Nigel Stone appreciates the new album from Mik Artistik, Sound…
Despite being hilarious, Mik Artistik’s Ego Trip are not a novelty act. There is definitely humour on the album “Sound”, but it is touched with pathos and poignancy.
Mik’s songs often look at the minutiae of day to day life, whilst examining the bigger picture of what it means to be alive at the same time. These are honest songs, sometimes brutally so, but seldom is the listener not smiling or laughing along with them.
Musically the album is faultless. Bassist Benson J. Walker is an accomplished and seasoned musician with a funk and soul soaked CV. His fluid playing lends the album a bountiful back drop of groove, whilst guitarist Jonny Flockton’s versatile fingers drive the music forward through Country and Western, Americana, rock ‘n’ roll, soul, and anything else a song might require.

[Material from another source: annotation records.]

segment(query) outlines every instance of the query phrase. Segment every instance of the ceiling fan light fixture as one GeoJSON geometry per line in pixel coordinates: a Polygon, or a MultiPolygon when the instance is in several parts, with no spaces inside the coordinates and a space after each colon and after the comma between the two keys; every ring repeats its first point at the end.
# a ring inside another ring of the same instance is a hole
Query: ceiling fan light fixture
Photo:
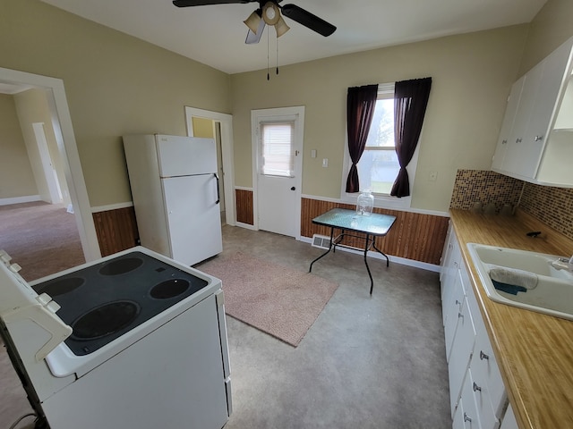
{"type": "Polygon", "coordinates": [[[283,17],[278,18],[278,21],[275,24],[275,29],[277,30],[277,37],[280,38],[283,34],[290,29],[290,27],[286,25],[283,17]]]}
{"type": "Polygon", "coordinates": [[[267,2],[262,6],[262,19],[267,25],[275,25],[280,19],[280,11],[277,4],[273,2],[267,2]]]}
{"type": "Polygon", "coordinates": [[[249,15],[249,18],[244,21],[244,24],[249,27],[249,29],[254,34],[257,34],[257,30],[261,26],[262,12],[261,9],[257,9],[249,15]]]}

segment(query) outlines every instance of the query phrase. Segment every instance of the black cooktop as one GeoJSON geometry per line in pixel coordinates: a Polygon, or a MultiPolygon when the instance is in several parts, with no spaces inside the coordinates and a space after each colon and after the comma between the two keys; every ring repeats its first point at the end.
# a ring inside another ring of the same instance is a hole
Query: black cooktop
{"type": "Polygon", "coordinates": [[[76,356],[96,351],[143,322],[207,286],[208,282],[134,251],[33,289],[47,293],[72,326],[65,344],[76,356]]]}

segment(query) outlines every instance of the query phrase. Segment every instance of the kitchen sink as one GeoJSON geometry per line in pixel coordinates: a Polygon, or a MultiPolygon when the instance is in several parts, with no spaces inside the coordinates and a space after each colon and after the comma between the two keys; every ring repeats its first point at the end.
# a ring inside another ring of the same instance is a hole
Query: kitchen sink
{"type": "Polygon", "coordinates": [[[559,256],[476,243],[467,243],[467,248],[490,299],[573,320],[573,273],[552,265],[559,256]],[[517,293],[496,289],[490,277],[495,268],[536,274],[537,285],[517,293]]]}

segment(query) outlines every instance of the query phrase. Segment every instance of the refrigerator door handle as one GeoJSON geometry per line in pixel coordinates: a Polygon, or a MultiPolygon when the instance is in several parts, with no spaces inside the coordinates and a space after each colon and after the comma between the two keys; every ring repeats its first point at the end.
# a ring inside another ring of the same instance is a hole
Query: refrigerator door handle
{"type": "Polygon", "coordinates": [[[218,174],[214,172],[213,175],[215,179],[217,179],[217,201],[215,201],[215,204],[218,204],[221,201],[221,196],[218,193],[218,174]]]}

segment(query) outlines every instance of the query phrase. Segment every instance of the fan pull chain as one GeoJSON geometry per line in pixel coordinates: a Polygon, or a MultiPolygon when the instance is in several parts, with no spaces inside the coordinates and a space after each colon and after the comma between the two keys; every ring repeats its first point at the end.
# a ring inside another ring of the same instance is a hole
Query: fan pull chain
{"type": "Polygon", "coordinates": [[[270,73],[269,72],[269,33],[270,33],[270,29],[267,30],[267,80],[270,80],[270,73]]]}
{"type": "Polygon", "coordinates": [[[278,75],[278,36],[277,36],[277,75],[278,75]]]}

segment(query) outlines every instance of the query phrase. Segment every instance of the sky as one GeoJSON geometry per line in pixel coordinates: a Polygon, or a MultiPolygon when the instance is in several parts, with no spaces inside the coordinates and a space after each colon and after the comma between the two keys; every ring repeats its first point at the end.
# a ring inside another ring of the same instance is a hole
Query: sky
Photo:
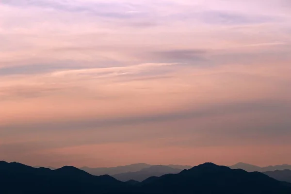
{"type": "Polygon", "coordinates": [[[0,160],[291,164],[289,0],[1,0],[0,160]]]}

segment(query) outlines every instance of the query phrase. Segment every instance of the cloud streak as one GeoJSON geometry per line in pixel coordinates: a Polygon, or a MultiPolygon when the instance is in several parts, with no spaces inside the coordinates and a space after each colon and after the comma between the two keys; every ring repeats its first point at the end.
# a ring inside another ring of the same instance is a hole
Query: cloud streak
{"type": "Polygon", "coordinates": [[[291,163],[287,1],[2,0],[0,160],[291,163]]]}

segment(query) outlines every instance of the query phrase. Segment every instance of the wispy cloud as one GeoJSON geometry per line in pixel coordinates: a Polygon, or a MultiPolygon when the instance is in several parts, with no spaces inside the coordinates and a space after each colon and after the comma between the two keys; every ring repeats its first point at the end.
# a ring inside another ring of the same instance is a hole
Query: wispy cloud
{"type": "Polygon", "coordinates": [[[291,162],[289,2],[1,1],[0,160],[291,162]]]}

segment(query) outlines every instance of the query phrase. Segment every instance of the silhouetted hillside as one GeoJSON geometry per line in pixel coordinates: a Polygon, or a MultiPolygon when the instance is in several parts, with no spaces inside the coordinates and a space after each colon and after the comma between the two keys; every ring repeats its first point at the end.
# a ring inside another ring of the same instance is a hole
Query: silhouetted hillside
{"type": "Polygon", "coordinates": [[[126,181],[130,179],[142,181],[150,177],[160,177],[166,174],[177,174],[181,171],[181,169],[158,165],[144,168],[137,172],[119,174],[112,176],[117,180],[122,181],[126,181]]]}
{"type": "Polygon", "coordinates": [[[2,162],[0,194],[290,194],[291,184],[211,163],[138,183],[95,176],[72,166],[51,170],[2,162]]]}
{"type": "MultiPolygon", "coordinates": [[[[147,182],[145,183],[145,182],[147,182]]],[[[259,172],[248,173],[206,163],[178,174],[165,175],[141,186],[148,193],[161,194],[287,194],[286,185],[259,172]]]]}
{"type": "Polygon", "coordinates": [[[290,170],[267,171],[263,173],[277,180],[291,183],[291,170],[290,170]]]}
{"type": "Polygon", "coordinates": [[[1,194],[103,193],[126,186],[109,176],[94,176],[72,166],[51,170],[0,162],[1,194]]]}
{"type": "Polygon", "coordinates": [[[275,171],[275,170],[291,170],[291,165],[289,164],[259,167],[254,165],[239,162],[229,167],[232,169],[241,169],[247,172],[266,172],[275,171]]]}

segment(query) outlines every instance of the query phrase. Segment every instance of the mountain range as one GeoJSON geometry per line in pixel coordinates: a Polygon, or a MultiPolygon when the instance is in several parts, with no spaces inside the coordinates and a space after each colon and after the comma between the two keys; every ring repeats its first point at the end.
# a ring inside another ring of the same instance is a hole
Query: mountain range
{"type": "MultiPolygon", "coordinates": [[[[129,172],[134,172],[140,171],[145,168],[149,168],[154,165],[148,164],[145,163],[139,163],[132,164],[126,166],[119,166],[117,167],[110,168],[90,168],[88,167],[83,167],[80,169],[83,170],[93,175],[100,176],[103,175],[114,175],[122,173],[129,172]]],[[[158,165],[162,166],[162,165],[158,165]]],[[[169,167],[171,168],[179,169],[180,170],[189,169],[192,166],[170,164],[168,165],[162,165],[165,167],[169,167]]],[[[168,172],[168,173],[170,172],[168,172]]]]}
{"type": "Polygon", "coordinates": [[[134,180],[142,181],[151,177],[161,177],[166,174],[177,174],[182,170],[168,166],[158,165],[145,168],[137,172],[129,172],[112,175],[117,180],[127,181],[134,180]]]}
{"type": "Polygon", "coordinates": [[[0,162],[0,193],[290,194],[291,183],[259,173],[206,163],[141,182],[96,176],[72,166],[56,170],[0,162]]]}
{"type": "Polygon", "coordinates": [[[259,167],[248,163],[239,162],[228,167],[233,169],[241,169],[247,172],[266,172],[274,171],[275,170],[291,170],[291,165],[289,164],[259,167]]]}
{"type": "Polygon", "coordinates": [[[264,172],[263,173],[278,180],[291,183],[291,170],[290,170],[267,171],[264,172]]]}

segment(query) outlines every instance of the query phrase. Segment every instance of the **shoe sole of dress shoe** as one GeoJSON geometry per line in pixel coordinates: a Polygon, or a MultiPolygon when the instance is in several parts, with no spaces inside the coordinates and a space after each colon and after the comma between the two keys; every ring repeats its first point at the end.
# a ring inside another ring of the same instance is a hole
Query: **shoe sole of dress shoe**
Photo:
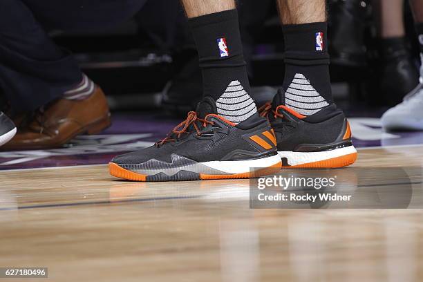
{"type": "Polygon", "coordinates": [[[0,146],[4,145],[8,142],[10,141],[13,136],[16,134],[16,127],[10,131],[9,132],[6,132],[0,136],[0,146]]]}

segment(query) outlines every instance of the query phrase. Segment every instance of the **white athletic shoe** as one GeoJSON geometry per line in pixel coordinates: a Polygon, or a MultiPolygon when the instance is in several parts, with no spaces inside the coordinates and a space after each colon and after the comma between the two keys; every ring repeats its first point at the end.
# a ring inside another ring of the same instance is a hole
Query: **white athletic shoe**
{"type": "Polygon", "coordinates": [[[382,117],[386,131],[423,131],[423,78],[402,103],[388,110],[382,117]]]}
{"type": "Polygon", "coordinates": [[[5,144],[16,134],[16,126],[13,122],[0,111],[0,146],[5,144]]]}

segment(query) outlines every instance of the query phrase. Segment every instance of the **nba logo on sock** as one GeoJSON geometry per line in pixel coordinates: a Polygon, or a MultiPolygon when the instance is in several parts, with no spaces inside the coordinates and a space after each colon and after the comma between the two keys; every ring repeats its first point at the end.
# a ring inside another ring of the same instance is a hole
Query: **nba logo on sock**
{"type": "Polygon", "coordinates": [[[316,50],[323,51],[323,32],[316,32],[316,50]]]}
{"type": "Polygon", "coordinates": [[[218,38],[217,42],[218,46],[219,47],[220,57],[228,57],[229,51],[227,50],[227,45],[226,44],[226,38],[218,38]]]}

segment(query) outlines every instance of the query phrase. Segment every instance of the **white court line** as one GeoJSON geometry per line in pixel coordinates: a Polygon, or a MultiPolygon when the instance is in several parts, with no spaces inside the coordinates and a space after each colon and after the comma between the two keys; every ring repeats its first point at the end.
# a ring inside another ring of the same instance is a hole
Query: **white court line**
{"type": "Polygon", "coordinates": [[[79,167],[101,167],[106,166],[108,164],[82,164],[82,165],[70,165],[68,167],[32,167],[30,169],[0,169],[0,173],[2,172],[7,171],[31,171],[31,170],[47,170],[47,169],[72,169],[79,167]]]}
{"type": "MultiPolygon", "coordinates": [[[[423,147],[423,144],[415,144],[410,145],[392,145],[392,146],[375,146],[370,147],[361,147],[356,148],[357,151],[366,151],[370,150],[373,149],[395,149],[395,148],[413,148],[423,147]]],[[[82,165],[72,165],[68,167],[34,167],[31,169],[5,169],[0,170],[0,173],[8,171],[24,171],[31,170],[46,170],[46,169],[72,169],[72,168],[84,168],[84,167],[101,167],[106,166],[107,164],[82,164],[82,165]]]]}

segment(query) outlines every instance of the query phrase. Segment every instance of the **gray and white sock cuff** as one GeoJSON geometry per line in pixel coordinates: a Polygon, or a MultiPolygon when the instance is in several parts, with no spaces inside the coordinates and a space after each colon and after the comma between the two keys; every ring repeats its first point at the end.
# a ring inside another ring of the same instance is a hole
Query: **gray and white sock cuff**
{"type": "Polygon", "coordinates": [[[64,98],[68,100],[84,100],[93,94],[95,84],[85,74],[82,74],[82,81],[73,89],[64,93],[64,98]]]}
{"type": "Polygon", "coordinates": [[[242,122],[257,112],[254,101],[238,80],[231,82],[216,104],[219,115],[234,123],[242,122]]]}

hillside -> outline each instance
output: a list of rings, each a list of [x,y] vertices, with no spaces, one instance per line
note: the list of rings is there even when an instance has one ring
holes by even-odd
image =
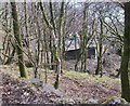
[[[99,103],[112,96],[120,96],[120,81],[103,76],[92,76],[64,70],[61,76],[60,89],[54,90],[54,71],[48,70],[48,84],[44,83],[44,70],[41,84],[31,84],[32,69],[27,69],[28,79],[20,79],[15,66],[0,66],[2,72],[2,101],[14,104],[42,103]]]

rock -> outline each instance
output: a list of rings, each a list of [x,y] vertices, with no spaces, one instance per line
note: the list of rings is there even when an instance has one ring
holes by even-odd
[[[55,90],[52,84],[44,84],[43,85],[43,91],[46,91],[48,93],[54,93],[57,96],[63,96],[63,93],[61,91],[58,91],[58,90]]]

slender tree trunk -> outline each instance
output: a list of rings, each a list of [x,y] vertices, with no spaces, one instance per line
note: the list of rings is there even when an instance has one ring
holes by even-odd
[[[27,78],[27,72],[25,70],[25,63],[23,57],[23,47],[22,47],[22,37],[20,35],[20,26],[18,26],[18,19],[17,19],[17,12],[16,12],[16,4],[15,2],[11,2],[12,8],[12,17],[13,17],[13,30],[14,30],[14,38],[16,43],[16,53],[18,56],[18,67],[20,67],[20,74],[21,77]]]
[[[125,3],[123,54],[120,66],[121,96],[130,102],[130,2]]]
[[[100,38],[99,38],[99,47],[98,47],[98,50],[99,50],[99,54],[98,54],[98,67],[96,67],[96,70],[95,70],[95,75],[100,75],[101,72],[101,76],[102,76],[102,40],[103,40],[103,22],[102,19],[100,18],[100,24],[101,24],[101,34],[100,34]]]

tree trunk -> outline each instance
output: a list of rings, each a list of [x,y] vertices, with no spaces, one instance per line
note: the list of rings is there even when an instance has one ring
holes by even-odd
[[[130,102],[130,2],[125,3],[123,54],[120,66],[121,96]]]
[[[27,78],[27,72],[25,70],[25,63],[24,63],[23,51],[22,51],[23,50],[22,39],[21,39],[22,37],[20,35],[20,26],[18,26],[15,2],[11,2],[11,8],[12,8],[13,31],[14,31],[14,38],[15,38],[15,44],[16,44],[16,53],[18,56],[20,74],[21,74],[21,77]]]

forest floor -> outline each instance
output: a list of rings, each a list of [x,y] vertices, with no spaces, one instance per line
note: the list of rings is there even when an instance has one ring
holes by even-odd
[[[55,72],[48,70],[48,84],[44,70],[40,70],[42,84],[31,84],[32,68],[27,68],[29,78],[20,78],[15,65],[0,66],[2,83],[0,93],[3,104],[48,104],[48,103],[102,103],[105,98],[120,96],[119,78],[88,75],[64,70],[60,88],[54,90]]]

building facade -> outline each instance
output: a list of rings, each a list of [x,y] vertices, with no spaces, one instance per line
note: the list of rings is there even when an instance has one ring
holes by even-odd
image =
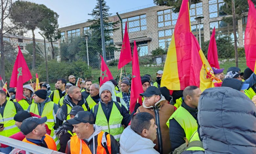
[[[229,36],[231,41],[234,41],[233,25],[222,20],[223,17],[227,15],[223,9],[223,7],[226,7],[223,0],[203,0],[191,5],[190,15],[191,31],[199,40],[200,26],[202,41],[210,40],[214,27],[217,37]],[[120,14],[123,21],[123,32],[127,22],[130,42],[132,44],[136,40],[140,56],[151,55],[152,51],[158,48],[165,50],[168,49],[178,15],[178,13],[174,12],[171,8],[158,6]],[[246,16],[245,13],[237,23],[239,47],[244,45]],[[200,26],[195,18],[202,16],[204,18]],[[116,15],[109,17],[109,19],[110,22],[119,20]],[[60,42],[89,31],[90,26],[89,23],[86,22],[59,29],[62,36]],[[120,23],[118,27],[120,28]],[[121,33],[120,28],[113,34],[114,43],[119,48],[122,45]],[[119,59],[119,54],[120,52],[115,52],[115,59]]]

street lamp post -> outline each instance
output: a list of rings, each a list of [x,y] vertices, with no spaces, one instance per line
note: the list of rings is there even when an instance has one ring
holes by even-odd
[[[85,41],[86,41],[86,51],[87,51],[87,64],[88,65],[88,68],[89,68],[89,55],[88,54],[88,44],[87,43],[87,41],[88,41],[88,36],[89,36],[89,35],[87,34],[85,34],[83,35],[83,36],[84,37],[85,39]]]
[[[38,33],[44,38],[44,53],[45,54],[45,65],[46,69],[46,80],[47,83],[49,84],[49,79],[48,77],[48,66],[47,66],[47,55],[46,54],[46,45],[45,43],[45,37],[40,32]]]
[[[202,48],[201,46],[201,24],[202,23],[202,19],[204,17],[203,16],[197,17],[195,18],[195,20],[197,20],[197,23],[198,24],[198,27],[199,29],[199,45],[200,48]]]

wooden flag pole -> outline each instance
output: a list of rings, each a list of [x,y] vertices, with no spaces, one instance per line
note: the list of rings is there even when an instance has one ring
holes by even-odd
[[[3,83],[3,84],[4,84],[4,86],[5,86],[5,83],[4,82],[4,81],[3,80],[3,79],[1,80],[2,80],[2,82]],[[9,91],[8,91],[8,88],[7,87],[6,87],[6,91],[8,93],[8,94],[9,94],[9,96],[10,96],[10,97],[9,98],[9,100],[10,100],[10,99],[11,99],[11,94],[10,94],[10,93],[9,92]]]
[[[121,67],[121,73],[120,73],[120,77],[119,78],[119,81],[121,81],[121,77],[122,76],[122,70],[123,67]],[[118,85],[119,85],[119,82],[118,82]],[[120,85],[119,85],[120,86]]]

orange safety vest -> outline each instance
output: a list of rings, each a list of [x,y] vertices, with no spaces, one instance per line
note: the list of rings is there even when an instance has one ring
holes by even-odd
[[[101,144],[102,137],[105,138],[104,132],[101,131],[98,134],[98,146],[97,147],[97,153],[98,154],[106,154],[104,147]],[[76,135],[70,138],[70,151],[71,154],[76,154],[87,153],[92,154],[89,147],[83,140],[78,138]],[[110,136],[109,134],[107,135],[107,145],[110,154],[111,153],[110,145]]]
[[[46,145],[47,146],[47,147],[48,147],[48,148],[53,150],[57,151],[56,144],[55,144],[55,142],[54,141],[54,140],[53,140],[53,139],[52,138],[52,137],[51,137],[50,136],[47,134],[46,134],[45,136],[45,138],[44,138],[44,140],[46,143]],[[34,143],[28,141],[26,138],[24,138],[22,140],[22,141],[37,145]]]

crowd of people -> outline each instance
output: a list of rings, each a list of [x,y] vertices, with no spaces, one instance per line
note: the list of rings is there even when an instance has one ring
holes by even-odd
[[[191,85],[171,95],[163,73],[141,77],[142,105],[130,111],[131,79],[101,86],[57,80],[0,90],[0,135],[67,154],[256,153],[256,75],[249,68],[212,67],[221,87],[203,92]],[[1,125],[1,124],[3,124]],[[26,151],[1,144],[5,153]]]

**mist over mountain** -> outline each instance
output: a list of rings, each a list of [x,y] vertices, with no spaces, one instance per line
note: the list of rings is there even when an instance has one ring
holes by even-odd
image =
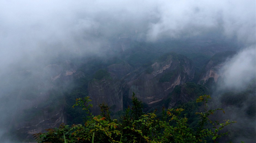
[[[211,77],[216,79],[214,95],[247,89],[256,78],[255,4],[253,0],[2,1],[0,138],[9,140],[7,135],[14,126],[29,126],[24,132],[32,134],[68,122],[73,116],[63,103],[72,102],[63,97],[75,99],[70,91],[76,89],[84,90],[79,96],[98,95],[102,92],[94,90],[110,85],[102,92],[121,99],[109,99],[115,111],[128,105],[133,92],[145,102],[155,103],[164,100],[175,85],[188,82],[207,85]],[[209,63],[215,54],[230,51],[236,53]],[[255,107],[250,106],[255,103],[249,98],[255,98],[251,91],[241,109]],[[161,98],[143,93],[157,93]],[[234,120],[255,125],[255,115],[236,116]],[[13,138],[21,137],[12,134]]]

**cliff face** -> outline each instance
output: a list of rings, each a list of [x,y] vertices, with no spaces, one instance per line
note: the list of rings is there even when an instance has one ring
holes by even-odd
[[[187,58],[174,53],[161,58],[149,67],[139,68],[122,79],[129,98],[134,92],[143,102],[152,104],[166,98],[176,85],[193,78],[193,65]]]
[[[208,94],[206,89],[199,84],[187,82],[175,87],[169,97],[168,108],[195,100],[199,96]]]
[[[94,114],[100,113],[99,105],[104,103],[114,112],[123,109],[123,94],[121,84],[114,74],[110,78],[94,80],[88,86],[89,96],[92,100]]]
[[[66,61],[62,66],[49,65],[42,70],[12,74],[13,83],[10,84],[12,87],[7,88],[10,88],[9,97],[17,100],[14,101],[15,109],[10,119],[13,123],[9,129],[31,138],[30,135],[66,123],[65,98],[56,84],[58,82],[66,86],[74,79],[84,76],[83,72],[77,70],[75,65]]]
[[[221,76],[220,70],[226,60],[236,53],[233,51],[226,51],[216,54],[204,66],[200,76],[198,83],[204,84],[210,78],[212,78],[217,83],[219,78]]]

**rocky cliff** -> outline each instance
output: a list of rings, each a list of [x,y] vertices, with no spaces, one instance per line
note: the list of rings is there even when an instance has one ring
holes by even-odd
[[[217,83],[221,76],[220,69],[226,60],[236,53],[235,52],[228,51],[219,53],[214,55],[203,68],[203,71],[199,76],[198,83],[204,84],[210,78],[213,79],[215,83]]]
[[[61,66],[49,65],[42,70],[27,70],[11,74],[9,78],[13,81],[6,84],[7,95],[14,97],[12,102],[15,103],[9,119],[13,123],[9,129],[31,138],[30,135],[66,123],[66,102],[57,83],[67,86],[74,79],[84,76],[83,72],[77,70],[75,65],[66,61]],[[5,100],[12,104],[10,100]]]
[[[99,105],[102,103],[114,112],[123,110],[123,93],[121,83],[117,76],[111,73],[109,76],[94,79],[88,86],[89,96],[92,100],[93,114],[100,113]]]
[[[132,92],[150,105],[166,98],[174,87],[191,80],[194,70],[191,60],[174,53],[166,54],[146,67],[141,67],[121,80],[129,98]]]

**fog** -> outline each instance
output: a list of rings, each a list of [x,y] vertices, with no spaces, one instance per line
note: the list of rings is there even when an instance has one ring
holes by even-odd
[[[50,60],[62,53],[100,56],[103,46],[131,31],[136,39],[153,42],[215,31],[241,46],[223,70],[225,85],[240,88],[255,77],[255,8],[254,0],[2,0],[0,82],[14,72],[54,64]],[[11,118],[4,108],[12,108],[1,107],[0,125]]]
[[[255,46],[243,49],[227,62],[221,69],[223,88],[244,89],[252,79],[256,78]]]

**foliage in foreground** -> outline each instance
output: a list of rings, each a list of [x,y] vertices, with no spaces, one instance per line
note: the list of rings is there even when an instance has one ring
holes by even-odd
[[[228,120],[221,123],[213,121],[209,116],[221,109],[208,110],[206,104],[209,96],[200,96],[197,102],[203,103],[204,112],[197,113],[200,120],[196,128],[189,125],[185,116],[181,117],[181,108],[163,109],[161,118],[156,112],[144,114],[142,103],[133,93],[133,105],[126,109],[120,119],[111,118],[109,108],[100,105],[102,113],[94,116],[90,112],[92,105],[89,97],[77,99],[73,107],[80,106],[89,115],[84,125],[71,126],[61,125],[59,128],[47,130],[46,133],[36,134],[34,137],[39,143],[86,142],[216,142],[216,140],[227,132],[220,131],[234,121]],[[209,128],[209,125],[211,126]]]

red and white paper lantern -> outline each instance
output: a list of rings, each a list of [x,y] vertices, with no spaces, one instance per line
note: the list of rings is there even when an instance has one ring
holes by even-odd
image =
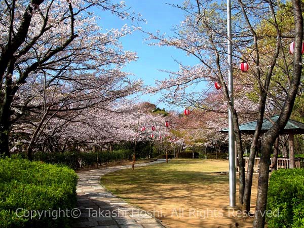
[[[243,62],[240,64],[240,69],[243,72],[247,72],[249,68],[248,64],[246,62]]]
[[[216,89],[217,90],[220,89],[221,88],[220,83],[219,83],[218,82],[215,82],[214,83],[214,87],[215,87],[215,89]]]
[[[168,127],[170,126],[170,122],[169,121],[166,121],[166,123],[165,123],[165,126],[166,126],[166,127]]]

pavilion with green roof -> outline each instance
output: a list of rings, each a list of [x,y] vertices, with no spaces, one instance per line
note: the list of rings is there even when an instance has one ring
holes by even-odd
[[[275,122],[279,118],[279,116],[274,116],[270,118],[264,119],[262,125],[261,133],[263,134],[268,131],[272,126],[272,122]],[[255,131],[257,121],[252,121],[239,125],[240,130],[242,134],[253,134]],[[228,128],[220,131],[221,132],[228,132]],[[280,132],[280,135],[289,135],[289,167],[295,167],[294,135],[304,134],[304,123],[289,119],[284,130]]]

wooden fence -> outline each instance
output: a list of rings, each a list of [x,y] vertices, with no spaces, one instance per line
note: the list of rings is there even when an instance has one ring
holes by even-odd
[[[272,159],[270,159],[271,162],[272,162]],[[248,162],[249,161],[249,158],[244,158],[245,162],[245,170],[247,171],[248,167]],[[301,159],[295,158],[294,159],[294,165],[295,168],[300,168],[301,165]],[[259,168],[259,163],[260,158],[255,158],[254,160],[254,165],[253,166],[253,169],[254,171],[258,170]],[[237,164],[238,167],[239,167],[239,158],[237,158]],[[277,165],[277,168],[278,169],[289,169],[289,159],[287,158],[278,158],[278,162]]]

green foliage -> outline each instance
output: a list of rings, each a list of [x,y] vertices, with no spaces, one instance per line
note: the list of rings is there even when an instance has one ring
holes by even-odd
[[[268,227],[304,227],[304,169],[280,169],[270,178],[267,217]]]
[[[193,154],[192,152],[181,152],[178,153],[178,158],[192,158]],[[199,158],[199,153],[197,152],[194,153],[194,158]]]
[[[38,214],[75,206],[77,175],[63,166],[25,159],[0,160],[0,227],[66,227],[69,218]],[[27,217],[28,211],[33,217]],[[23,215],[25,216],[23,216]]]
[[[126,160],[129,159],[131,152],[128,150],[115,150],[112,152],[79,152],[43,153],[36,153],[34,160],[51,164],[66,165],[74,169],[81,167],[96,166],[99,164]]]

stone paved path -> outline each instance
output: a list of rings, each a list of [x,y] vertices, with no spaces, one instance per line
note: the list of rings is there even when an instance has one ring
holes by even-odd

There’s even a touch of African melody on the deceptively jolly and overtly political “Hospitent”; a song in which Mik self harms with despair at the state of the world, and ends up in a tent because “the NHS couldn’t pay the rent”.
This is gallows humour with a human touch.
Musically, the slinky “Voodoo” wouldn’t sound out of place on a Tarantino soundtrack. Here Mik laments the fact that your kids are going to hate you, hate your shirts, hate your shoes, hate your musical tastes.
“They don’t like The Doors. They don’t like The Pixies” he declares.
Middle class ethical consumers, Mik’s own mother, they’ve all “got the voodoo”, and at the end of the song, Mik takes his argument to the Pearly Gates, where he has a go at St Peter, and demands “a word with that supreme being”.
This is dark and witty stuff.
It’s been a great year for the band. Their reputation as a “must see” live act is growing, thanks in some part to the fact that the first two singles from the album were championed by Gideon Coe and received considerable airplay on Radio 6Music. The annoyingly catchy but beautifully human “Plastic Fox” chugs along frantically and will be with you for days. “David Bowie Was A Funny Man” is a light hearted tribute to the slight connection between Bowie and the North of England. Bowie references litter the song like punchlines.
The new single, “Stars” is on here too. “Stars” is a Christmas song in the same way “Fairytale of New York” is a festive ditty. “I look down at the oily little puddle, and I see a rainbow” is a telling line. Mik is able to see the beauty and humour in the dark places, and expresses it in a comedic and “artistik” manner.
Mik’s delivery is sometimes conversational, occasionally rambling, and this reflects the inclusive, immersive, and improvised nature of the band’s live performances.
The simple, subtle, and stark “Odd Jobs” is a moment of quiet contemplation from a once successful man, who now gets by as a handyman to pay the bills, and whose wife gives him cash when the work doesn’t come in, and the last track on the album, “Sweet Leaf Of The North” recounts the time the band went down to play a gig in London. The titular leaf gets itself caught on the windscreen of the vehicle they’re driving and hangs on all the way to the gig and back home again, “a symbol of hope, in a world that’s cold and grey”.
Yes, Mik Artistik’s Ego Trip are funny, but the band is no joke. Bin bags replace tumbleweed on “The Zumba Sign’s Come Down”, a solemn cry for dying High Streets, while Mik gets fooled yet again by traffic on the rocking “Car That Makes A Bus Sound”. Whether he’s bracing himself to “face the music” for being late home shopping on “Six Missed Calls”, or climbing back under the quilt, to hide from the nightmare world outside on “Back To Bed”, the album “Sound” is all killer, no filler, so miss it at your peril.